What’s the process for applying exactly? Is there anything I should make sure I have in order for when I apply?

In order to access the application, you'll need to either have a My CRA account with the Canada Revenue Agency or a My Service Canada account with Service Canada.
If you've filed federal taxes in the last two years, you can create a My CRA account—or start the process of regaining access to the one whose password you forgot years ago—here.
Otherwise, if you're eligible for EI, you should be able to create an account with My Service Canada Account here.
We suggest trying to gain access to one of the accounts as soon as possible, before the inevitable rush overloads any servers.

 

How long do you think it will take before I start receiving the benefit?

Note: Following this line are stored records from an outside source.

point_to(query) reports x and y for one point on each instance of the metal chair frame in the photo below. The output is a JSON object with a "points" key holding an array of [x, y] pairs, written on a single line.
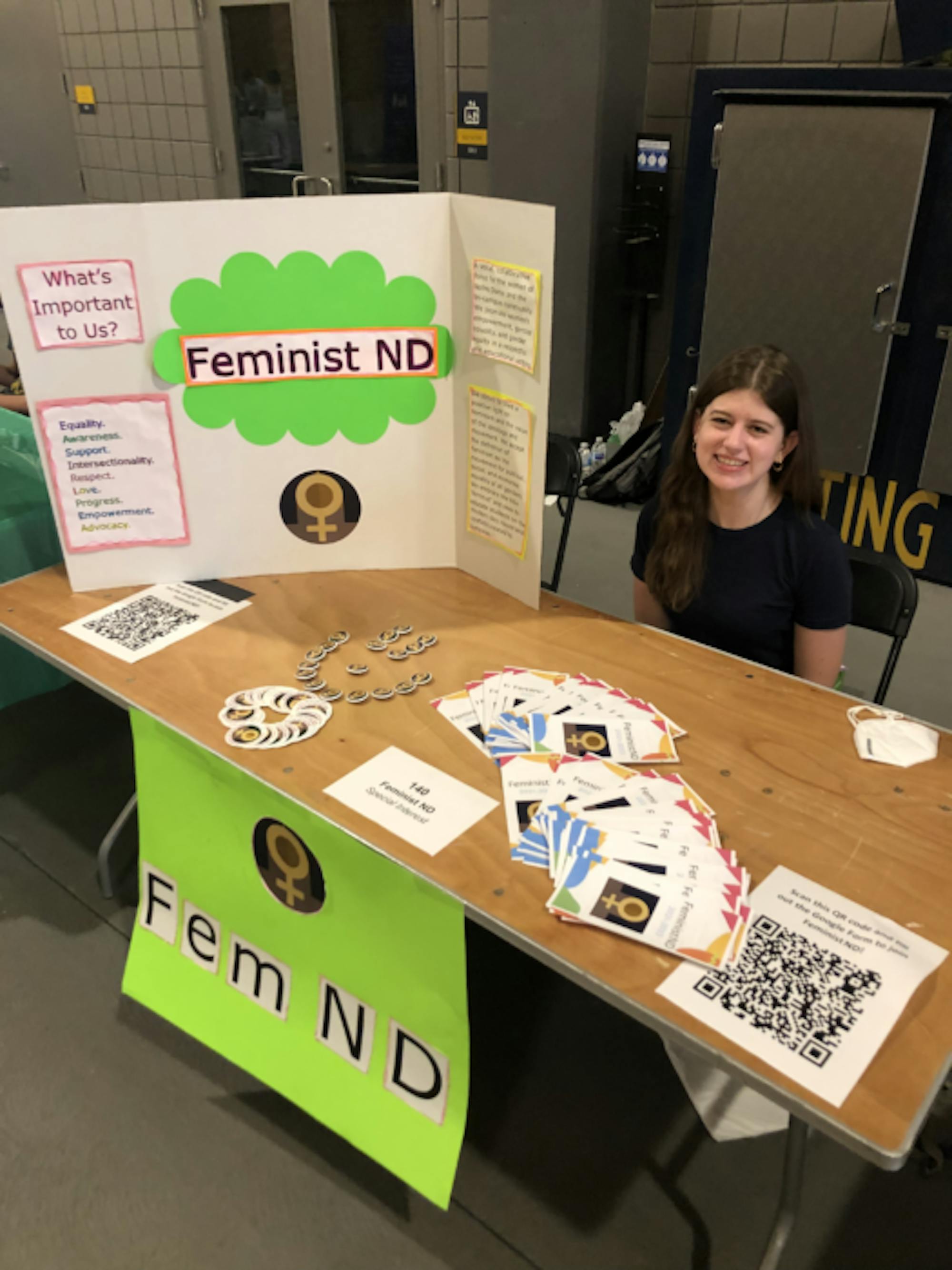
{"points": [[563, 478], [885, 599]]}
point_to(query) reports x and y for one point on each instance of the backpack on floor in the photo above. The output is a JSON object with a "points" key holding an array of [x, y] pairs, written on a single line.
{"points": [[631, 475]]}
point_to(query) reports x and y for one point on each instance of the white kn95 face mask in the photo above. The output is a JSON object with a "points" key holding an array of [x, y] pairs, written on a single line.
{"points": [[890, 738]]}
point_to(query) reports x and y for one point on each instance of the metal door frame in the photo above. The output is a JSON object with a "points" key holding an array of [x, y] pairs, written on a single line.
{"points": [[319, 98], [317, 93], [916, 362]]}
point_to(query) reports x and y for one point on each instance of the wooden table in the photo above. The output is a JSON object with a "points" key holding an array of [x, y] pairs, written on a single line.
{"points": [[774, 755]]}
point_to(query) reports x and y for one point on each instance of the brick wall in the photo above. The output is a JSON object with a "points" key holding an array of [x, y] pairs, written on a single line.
{"points": [[688, 33], [150, 136]]}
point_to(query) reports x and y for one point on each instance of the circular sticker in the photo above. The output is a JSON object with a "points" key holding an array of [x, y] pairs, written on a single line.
{"points": [[288, 868], [320, 507]]}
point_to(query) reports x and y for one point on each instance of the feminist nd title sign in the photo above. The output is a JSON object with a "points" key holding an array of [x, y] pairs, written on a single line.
{"points": [[310, 355]]}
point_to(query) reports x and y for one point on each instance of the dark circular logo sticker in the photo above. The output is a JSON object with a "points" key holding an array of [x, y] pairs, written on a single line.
{"points": [[288, 868], [320, 507]]}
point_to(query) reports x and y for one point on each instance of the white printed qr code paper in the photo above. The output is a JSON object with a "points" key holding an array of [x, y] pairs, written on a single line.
{"points": [[819, 985], [154, 619]]}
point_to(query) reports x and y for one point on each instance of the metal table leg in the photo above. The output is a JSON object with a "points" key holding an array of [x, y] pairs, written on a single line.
{"points": [[791, 1184], [106, 873]]}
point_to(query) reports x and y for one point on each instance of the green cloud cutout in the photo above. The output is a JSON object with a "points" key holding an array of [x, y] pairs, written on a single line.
{"points": [[303, 292]]}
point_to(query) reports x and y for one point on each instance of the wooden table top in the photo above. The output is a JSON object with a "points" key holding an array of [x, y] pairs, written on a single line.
{"points": [[774, 756]]}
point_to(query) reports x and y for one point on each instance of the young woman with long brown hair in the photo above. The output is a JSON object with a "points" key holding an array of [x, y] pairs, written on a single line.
{"points": [[732, 551]]}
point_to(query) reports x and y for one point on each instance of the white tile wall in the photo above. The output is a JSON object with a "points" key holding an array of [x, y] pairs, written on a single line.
{"points": [[150, 138]]}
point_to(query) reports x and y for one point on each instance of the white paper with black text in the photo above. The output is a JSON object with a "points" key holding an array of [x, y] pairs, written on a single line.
{"points": [[818, 989]]}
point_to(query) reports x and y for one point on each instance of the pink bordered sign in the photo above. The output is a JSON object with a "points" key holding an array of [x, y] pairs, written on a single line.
{"points": [[82, 304], [115, 471]]}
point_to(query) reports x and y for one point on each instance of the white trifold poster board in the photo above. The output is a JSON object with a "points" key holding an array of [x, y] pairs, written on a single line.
{"points": [[228, 389]]}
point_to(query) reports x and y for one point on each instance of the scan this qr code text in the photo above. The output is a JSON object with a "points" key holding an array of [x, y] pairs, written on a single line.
{"points": [[141, 623], [783, 985]]}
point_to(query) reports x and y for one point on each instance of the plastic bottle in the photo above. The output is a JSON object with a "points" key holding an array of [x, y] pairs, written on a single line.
{"points": [[614, 442]]}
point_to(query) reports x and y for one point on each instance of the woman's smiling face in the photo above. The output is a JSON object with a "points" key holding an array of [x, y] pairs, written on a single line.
{"points": [[738, 440]]}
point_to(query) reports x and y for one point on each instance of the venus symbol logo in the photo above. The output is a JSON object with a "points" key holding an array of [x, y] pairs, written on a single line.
{"points": [[320, 507], [288, 868]]}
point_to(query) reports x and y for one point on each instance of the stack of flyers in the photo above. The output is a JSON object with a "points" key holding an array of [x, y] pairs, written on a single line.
{"points": [[636, 854], [688, 903], [522, 711]]}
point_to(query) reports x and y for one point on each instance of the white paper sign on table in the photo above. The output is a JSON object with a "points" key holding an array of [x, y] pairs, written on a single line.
{"points": [[819, 986], [116, 471], [417, 802], [150, 620]]}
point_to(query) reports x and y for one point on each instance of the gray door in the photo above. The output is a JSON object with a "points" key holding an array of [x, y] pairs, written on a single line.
{"points": [[326, 97], [813, 220], [39, 155]]}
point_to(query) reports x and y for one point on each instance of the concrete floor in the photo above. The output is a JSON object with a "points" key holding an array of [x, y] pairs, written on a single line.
{"points": [[126, 1145]]}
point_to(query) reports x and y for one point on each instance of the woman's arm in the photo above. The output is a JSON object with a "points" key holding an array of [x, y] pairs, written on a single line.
{"points": [[818, 656], [648, 611]]}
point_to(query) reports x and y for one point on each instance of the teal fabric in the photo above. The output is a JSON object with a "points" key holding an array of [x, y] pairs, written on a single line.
{"points": [[29, 541]]}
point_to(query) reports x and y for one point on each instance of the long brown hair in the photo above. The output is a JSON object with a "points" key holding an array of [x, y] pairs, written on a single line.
{"points": [[676, 563]]}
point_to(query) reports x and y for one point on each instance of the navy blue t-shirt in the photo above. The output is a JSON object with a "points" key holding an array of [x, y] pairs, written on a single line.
{"points": [[789, 570]]}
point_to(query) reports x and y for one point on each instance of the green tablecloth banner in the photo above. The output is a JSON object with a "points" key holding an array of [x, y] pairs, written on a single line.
{"points": [[322, 968], [29, 541]]}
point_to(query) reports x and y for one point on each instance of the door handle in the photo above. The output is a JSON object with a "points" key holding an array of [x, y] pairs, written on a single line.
{"points": [[880, 324]]}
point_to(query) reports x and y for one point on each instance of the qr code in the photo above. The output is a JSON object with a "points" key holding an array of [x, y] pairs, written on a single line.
{"points": [[786, 986], [141, 623]]}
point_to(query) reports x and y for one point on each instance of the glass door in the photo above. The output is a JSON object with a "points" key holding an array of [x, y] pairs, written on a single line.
{"points": [[374, 45], [273, 97], [320, 97]]}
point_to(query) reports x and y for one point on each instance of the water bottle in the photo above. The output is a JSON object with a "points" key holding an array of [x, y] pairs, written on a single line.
{"points": [[585, 459], [614, 442]]}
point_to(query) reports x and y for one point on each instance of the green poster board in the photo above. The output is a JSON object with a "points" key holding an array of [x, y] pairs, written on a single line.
{"points": [[326, 970]]}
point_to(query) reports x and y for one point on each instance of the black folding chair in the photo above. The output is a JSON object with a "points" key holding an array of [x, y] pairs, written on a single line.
{"points": [[885, 595], [563, 478]]}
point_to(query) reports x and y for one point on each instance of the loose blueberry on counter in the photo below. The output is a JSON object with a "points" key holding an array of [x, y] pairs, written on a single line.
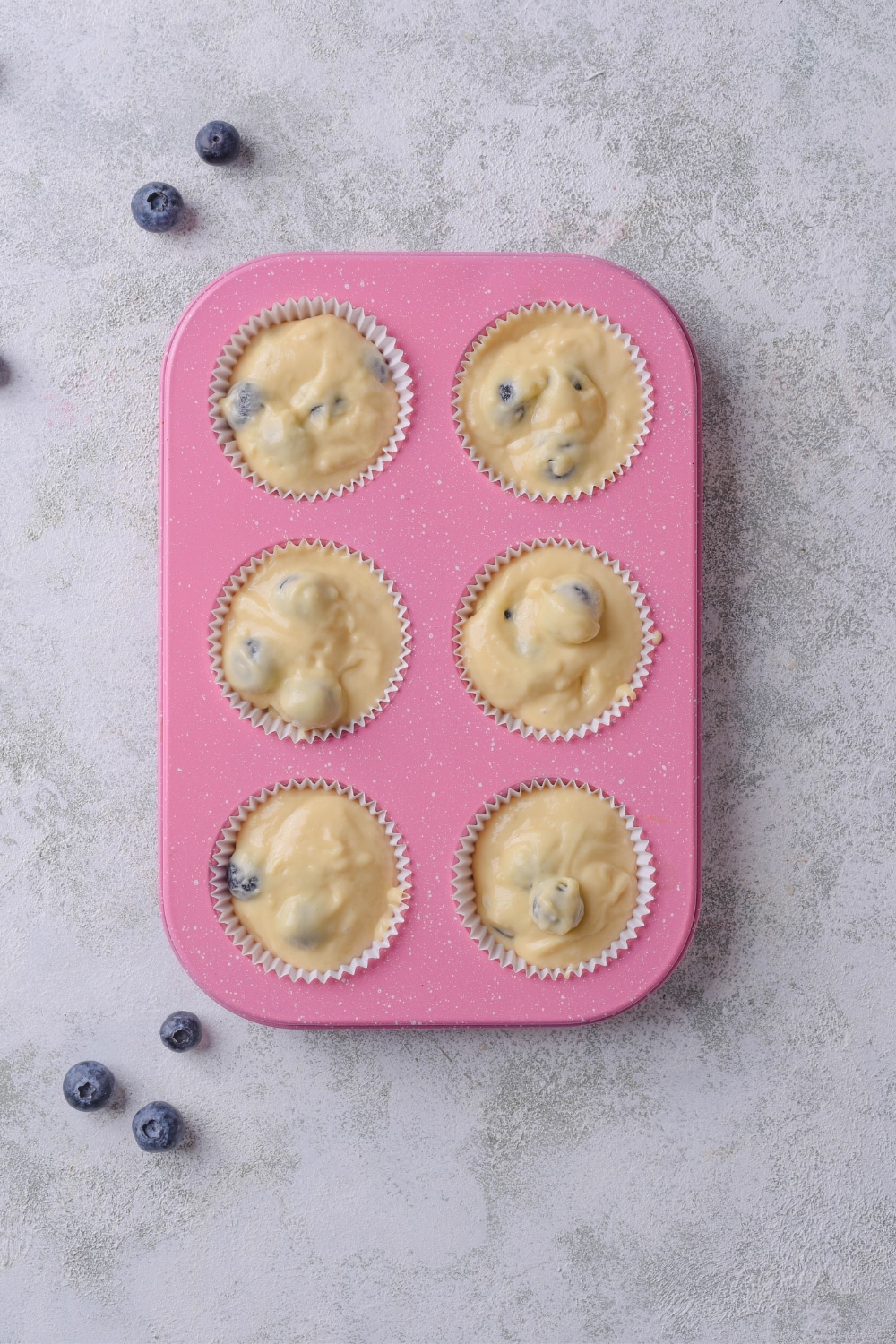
{"points": [[218, 142], [89, 1085], [158, 206], [180, 1031], [158, 1126]]}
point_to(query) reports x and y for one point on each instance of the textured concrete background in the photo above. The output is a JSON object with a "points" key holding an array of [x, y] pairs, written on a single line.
{"points": [[715, 1166]]}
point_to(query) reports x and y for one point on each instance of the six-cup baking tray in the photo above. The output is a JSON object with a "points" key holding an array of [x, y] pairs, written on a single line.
{"points": [[432, 758]]}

Benefits should reach you within ten days of your application, and should be retroactive to the date you became eligible.  Payment is possible by direct deposit or by cheque, but direct deposit is always faster.

 

What other kinds of benefits are available?

If you've filed your 2018 federal taxes and are normally eligible for quarterly GST payments, you should automatically benefit from an additional GST payment from the CRA, regardless of your employment situation.  This will be equal to the full amount you were already entitled to during the year—in other words, four times the quarterly amount that shows up on your statement—and should be deposited on Thursday, April 9.
  • If you haven't filed your 2018 federal taxes yet, do so as soon as possible, and you should be able to get this additional benefit retroactively.
  • If you've got children, the Canada Child Benefit will also be increased. 
  • If you run a small business, wage subsidies and small business loans are being hashed out, and details should be available soon through your bank.
  • If you're one of the over one million US citizens—dual or otherwise—living in Canada, you will be eligible for the US $1200 Economic Impact Payment being made to all US citizens who filed their US taxes in 2018 or 2019.  If you don't usually file, this is the time to start—most Americans living in Canada won't owe a penny on their Canadian income!
For the rest of us, although tax filing deadlines have been extended to June 1, refunds are still being processed in a timely manner.  If you're due a refund, filing online now will help get money in your pocket quicker.

 

What do I do if the Canada Emergency Benefit Response doesn't apply to me?

If CERB isn't a fit because didn't lose income specifically due to COVID-19, there's always the Social Assistance Program (read: welfare) run through the Quebec government.  If you're eighteen or older, unemployed, and have minimal assets, you should be able to get some basic assistance this way.